REVIEWS: Perfect Example – More on “The Fourth of July”

A few more points of interest on this section that I was too lazy to put in.  On all the sections, with the simplicity of the artwork, where you can barely tell the guys from the gals except for a couple of C’s (symbolic of C-cup  in adolescent dreaming?), the outdoor scenes are by contrast heavily detailed.  For example, the blades of grass are clear on every lawn.  Windowpanes, doors, bushes–they’re all there.   Perhaps it’s foreshadowing the last section where John loves mowing the lawn. There is also another use for these short straight lines besides indicating grass (pot?)

When John is feeling down as he watches Fred and Kristi together on the blanket, there is a radiance of lines on his chest and around his body as he sinks into himself, "back inside where there’s nothing alive."   He also has eyebrows and eyelashes in this closeup of his face, made up of…yep, short lines.
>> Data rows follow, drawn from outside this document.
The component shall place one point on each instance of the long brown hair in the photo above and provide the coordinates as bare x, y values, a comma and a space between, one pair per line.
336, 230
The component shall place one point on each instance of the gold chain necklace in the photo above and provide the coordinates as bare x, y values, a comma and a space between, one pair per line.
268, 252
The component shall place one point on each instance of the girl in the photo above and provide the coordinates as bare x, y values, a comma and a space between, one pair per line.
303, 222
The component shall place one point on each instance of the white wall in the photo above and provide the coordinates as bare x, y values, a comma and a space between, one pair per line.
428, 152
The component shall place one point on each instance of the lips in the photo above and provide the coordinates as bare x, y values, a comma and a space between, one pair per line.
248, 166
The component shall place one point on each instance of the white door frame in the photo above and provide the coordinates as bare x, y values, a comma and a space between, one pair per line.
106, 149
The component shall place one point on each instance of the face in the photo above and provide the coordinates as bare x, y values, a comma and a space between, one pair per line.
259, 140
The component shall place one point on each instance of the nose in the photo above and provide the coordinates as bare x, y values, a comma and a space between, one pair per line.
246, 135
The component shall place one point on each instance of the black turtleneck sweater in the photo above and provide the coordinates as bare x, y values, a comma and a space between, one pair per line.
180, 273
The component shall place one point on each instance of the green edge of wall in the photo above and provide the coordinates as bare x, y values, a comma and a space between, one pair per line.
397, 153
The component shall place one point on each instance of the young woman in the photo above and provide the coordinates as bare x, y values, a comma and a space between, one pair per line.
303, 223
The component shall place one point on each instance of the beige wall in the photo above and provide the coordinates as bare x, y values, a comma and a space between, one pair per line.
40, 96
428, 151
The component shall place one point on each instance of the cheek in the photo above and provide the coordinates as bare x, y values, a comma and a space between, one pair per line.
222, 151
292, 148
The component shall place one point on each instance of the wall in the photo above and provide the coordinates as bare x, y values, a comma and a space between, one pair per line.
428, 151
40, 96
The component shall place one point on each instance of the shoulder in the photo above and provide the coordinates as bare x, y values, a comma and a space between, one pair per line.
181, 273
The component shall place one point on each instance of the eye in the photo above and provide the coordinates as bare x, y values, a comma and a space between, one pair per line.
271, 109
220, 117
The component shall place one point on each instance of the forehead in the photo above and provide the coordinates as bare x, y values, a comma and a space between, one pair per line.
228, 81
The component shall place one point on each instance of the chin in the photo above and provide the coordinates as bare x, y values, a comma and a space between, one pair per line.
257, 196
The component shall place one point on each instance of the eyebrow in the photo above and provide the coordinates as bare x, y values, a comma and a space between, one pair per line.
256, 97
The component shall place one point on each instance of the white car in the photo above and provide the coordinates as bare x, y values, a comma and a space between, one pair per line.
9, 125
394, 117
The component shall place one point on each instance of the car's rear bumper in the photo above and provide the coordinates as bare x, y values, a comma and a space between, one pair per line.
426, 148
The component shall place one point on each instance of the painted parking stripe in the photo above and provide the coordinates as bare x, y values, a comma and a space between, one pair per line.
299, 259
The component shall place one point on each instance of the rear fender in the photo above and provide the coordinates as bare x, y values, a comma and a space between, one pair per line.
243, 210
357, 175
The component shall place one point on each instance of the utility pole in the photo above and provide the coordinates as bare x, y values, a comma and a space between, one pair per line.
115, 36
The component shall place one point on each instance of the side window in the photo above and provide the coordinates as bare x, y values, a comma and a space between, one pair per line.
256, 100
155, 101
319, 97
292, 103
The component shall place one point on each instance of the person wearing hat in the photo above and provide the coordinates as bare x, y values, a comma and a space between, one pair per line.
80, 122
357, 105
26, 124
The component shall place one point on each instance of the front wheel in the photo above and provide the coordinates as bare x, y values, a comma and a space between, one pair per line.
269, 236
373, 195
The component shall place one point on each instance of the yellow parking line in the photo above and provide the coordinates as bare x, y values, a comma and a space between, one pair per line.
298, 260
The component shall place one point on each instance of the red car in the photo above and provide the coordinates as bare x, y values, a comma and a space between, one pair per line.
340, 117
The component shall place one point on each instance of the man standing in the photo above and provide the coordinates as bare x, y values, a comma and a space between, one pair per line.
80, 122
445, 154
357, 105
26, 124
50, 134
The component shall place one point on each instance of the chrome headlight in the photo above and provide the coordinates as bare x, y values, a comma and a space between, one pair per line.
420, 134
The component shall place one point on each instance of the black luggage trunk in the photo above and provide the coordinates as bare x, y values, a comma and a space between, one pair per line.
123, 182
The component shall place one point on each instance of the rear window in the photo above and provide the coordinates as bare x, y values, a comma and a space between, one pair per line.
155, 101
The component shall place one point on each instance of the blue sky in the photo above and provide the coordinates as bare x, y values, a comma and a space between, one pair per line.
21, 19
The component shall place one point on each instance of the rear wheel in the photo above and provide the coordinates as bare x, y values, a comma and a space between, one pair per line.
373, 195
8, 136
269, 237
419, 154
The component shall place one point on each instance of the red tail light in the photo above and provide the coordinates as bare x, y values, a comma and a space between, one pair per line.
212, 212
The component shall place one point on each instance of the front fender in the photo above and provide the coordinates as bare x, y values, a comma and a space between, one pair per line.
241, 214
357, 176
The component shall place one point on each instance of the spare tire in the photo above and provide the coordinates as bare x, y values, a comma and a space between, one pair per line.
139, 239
His real anger at being locked out of the house is also at himself and the world that doesn’t work the way he expects and wants it to.  Even his decision to commit suicide is thwarted when he can’t get inside his house.

While I see the ending of this section, where he is in Mark’s office building feeling not a part of the scene ("The faces of people and things around me, there were lights–but I didn’t see them…, sounds–but I didn’t hear them–) demonstrates his mental absence from the world around him.  He sees things (though he claims he doesn’t) going on, but just as with the parties and his friends, he doesn’t feel a part of it.  His conclusion, however, is:  "Because I saw then that life is like a dream."

First of all, he’s a cartoon character and he’s right, none of his world is real.

But, did he really land upon the concept of time and space and the immediacy, the transient nature of the present?  He may have, but I don’t believe he understands it in the same way because he hasn’t come to it from the more logical thought process of seeing the big picture, but rather as a reference to himself within a space.  I think what he’s doing here is turning the problem from blaming himself for being a jerk or a misfit, into a condition of the universe being not real, therefore, moving within it is not real.

Somehow, that makes him feel better.